Haqzad, Yama; Loubani, Mahmoud; Chaudhry, Mubarak; Ariyaratnam, Priyadharshanan; Briffa, Norman.
Afiliación
  • Haqzad Y; Department of Cardiothoracic Surgery, Castle Hill Hospital, Cottingham, UK yama.haqzad@hey.nhs.uk.
  • Loubani M; Department of Cardiothoracic Surgery, Castle Hill Hospital, Cottingham, UK.
  • Chaudhry M; Department of Cardiothoracic Surgery, Castle Hill Hospital, Cottingham, UK.
  • Ariyaratnam P; Department of Cardiothoracic Surgery, Castle Hill Hospital, Cottingham, UK.
  • Briffa N; Department of Cardiothoracic Surgery, Northern General Hospital, Sheffield, UK.
Interact Cardiovasc Thorac Surg ; 22(5): 599-605, 2016 05.
Article en En | MEDLINE | ID: mdl-26892194
ABSTRACT

OBJECTIVES:

Studies suggest that the use of semicontinuous suture (SC) technique increases the risk of redo valve surgery after aortic valve replacement (AVR). The objective of this study was to identify 30-day mortality, rate of redo operation and long-term outcomes after AVR using either a semicontinuous suture or interrupted suture (IS) technique.

METHODS:

A total of 1617 patients from 2 cardiothoracic centres, undergoing isolated AVR between April 2005 and August 2013 were included. AVR was performed using SC technique in 765 patients and IS technique in 852 patients. Data were collected prospectively and follow-up was obtained to date for all patients. We compared 30-day mortality, rate of redo operation and long-term mortality in SC and IS groups. One-to-one propensity-matching analysis was performed using IBM SPSS version 22 to evaluate outcomes.

RESULTS:

Four hundred and eleven patients in the SC group were matched to 411 patients in the IS group (total of 822 patients) using propensity-score matching. The baseline characteristics were similar between SC and IS groups after matching.

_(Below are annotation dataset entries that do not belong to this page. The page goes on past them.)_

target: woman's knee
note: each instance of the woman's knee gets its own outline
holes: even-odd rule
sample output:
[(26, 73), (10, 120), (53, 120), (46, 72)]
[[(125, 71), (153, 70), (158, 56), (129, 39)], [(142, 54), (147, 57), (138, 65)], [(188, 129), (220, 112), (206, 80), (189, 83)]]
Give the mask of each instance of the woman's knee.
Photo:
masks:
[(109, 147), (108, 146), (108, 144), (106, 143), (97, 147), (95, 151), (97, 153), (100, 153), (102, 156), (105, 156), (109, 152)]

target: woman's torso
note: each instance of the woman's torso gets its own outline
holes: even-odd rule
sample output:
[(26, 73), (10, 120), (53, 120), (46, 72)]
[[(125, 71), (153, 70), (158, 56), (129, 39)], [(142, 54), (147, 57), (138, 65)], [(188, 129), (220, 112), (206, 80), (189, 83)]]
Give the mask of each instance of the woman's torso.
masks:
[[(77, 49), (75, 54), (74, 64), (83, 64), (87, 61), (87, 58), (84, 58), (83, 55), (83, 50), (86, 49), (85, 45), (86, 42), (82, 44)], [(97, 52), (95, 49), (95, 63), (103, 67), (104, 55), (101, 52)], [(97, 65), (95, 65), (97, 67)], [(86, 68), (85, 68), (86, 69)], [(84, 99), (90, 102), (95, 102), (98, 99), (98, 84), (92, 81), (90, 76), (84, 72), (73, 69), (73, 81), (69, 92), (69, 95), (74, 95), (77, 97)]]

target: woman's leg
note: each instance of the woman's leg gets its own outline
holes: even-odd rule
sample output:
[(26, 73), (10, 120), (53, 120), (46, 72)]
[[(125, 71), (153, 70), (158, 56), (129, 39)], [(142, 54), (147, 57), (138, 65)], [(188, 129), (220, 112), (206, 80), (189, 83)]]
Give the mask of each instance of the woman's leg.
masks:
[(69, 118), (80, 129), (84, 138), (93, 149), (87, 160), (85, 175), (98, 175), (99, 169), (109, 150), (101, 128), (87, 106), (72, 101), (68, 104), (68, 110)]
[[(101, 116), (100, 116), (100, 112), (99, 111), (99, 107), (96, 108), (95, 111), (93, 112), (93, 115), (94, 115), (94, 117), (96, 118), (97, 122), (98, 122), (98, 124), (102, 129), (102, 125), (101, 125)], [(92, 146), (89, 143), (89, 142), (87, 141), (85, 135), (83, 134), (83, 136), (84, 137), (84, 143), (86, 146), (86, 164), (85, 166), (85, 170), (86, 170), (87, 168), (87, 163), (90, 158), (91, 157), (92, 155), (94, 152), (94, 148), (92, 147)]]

There were no statistically significant differences in 30-day mortality (3.9 vs 2.7%; P = 0.328), long-term mortality at 9-year follow-up (14.4 vs 15.3%; log-rank = 0.524) or rate of redo surgery (2.9 vs 2.0%; P = 0.320) between SC and IS, respectively. However, shorter cross-clamp time (51.9 ± 15.2 vs 60.9 ± 17.6 min; P < 0.001), bypass time (71.3 ± 23.0 vs 81.3 ± 37.8 min; P < 0.001) and the use of larger valve sizes (23.4 ± 2.1 vs 21.9 ± 2.2 mm; P < 0.001) were observed in SC patients compared with IS patients. Multivariate analysis did not show the suture technique as a significant determinant of redo valve surgery.

CONCLUSIONS:

This multicentre study demonstrates that neither mortality nor the risk of redo surgery was influenced by the choice of implantation technique using semicontinuous vs interrupted suture techniques. The SC technique allowed shorter operations and larger size valves to be utilized.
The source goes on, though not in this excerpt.